If the moratorium on grain imports from Ukraine expires on September 15, Hungary, Romania, Bulgaria and Slovakia will extend restrictions on the import of Ukrainian agricultural products at the national level. Hungarian Agriculture Minister Istvan Nagy announced this on September 13.
“We agreed with our Romanian, Bulgarian and Slovak colleagues that if there is no decision from Brussels to extend the moratorium, we will continue individually within the framework of national competencies. We would like to coordinate this process,” Nagy noted in a video message on his Facebook page (owned by the Meta company, which is recognized as extremist and banned in the Russian Federation).

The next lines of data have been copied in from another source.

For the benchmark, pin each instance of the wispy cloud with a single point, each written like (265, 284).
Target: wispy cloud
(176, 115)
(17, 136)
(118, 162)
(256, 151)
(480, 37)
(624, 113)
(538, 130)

He also added that the import ban will not apply to four products, but a more expanded list of them will be presented.
On May 2, the European Commission banned the export of Ukrainian grain to five Eastern European countries until June 5. At the same time, it left grain transit to other EU countries allowed. Bulgaria, Hungary, Poland and Slovakia, in turn, pledged to cancel unilateral measures regarding products coming from Ukraine. At the beginning of July, the European Union extended restrictions on the import of these products until September 15.
On August 14, Polish President Andrzej Duda said that Poland would defend its interests in the issue of supplies of Ukrainian grain and stand guard over the interests of the republic. Duda noted that Poland will not agree to lift the blockade of Ukrainian grain, which will expire on September 15.
On September 6, Ukrainian President Vladimir Zelensky, in an address to the summit of countries participating in the Three Seas Initiative, stated that Ukraine is categorically against any further restrictions on grain exports. He stated that if it becomes necessary to fight for Ukraine and the foundations of “our common Europe” in arbitrations, he will be ready to go to court.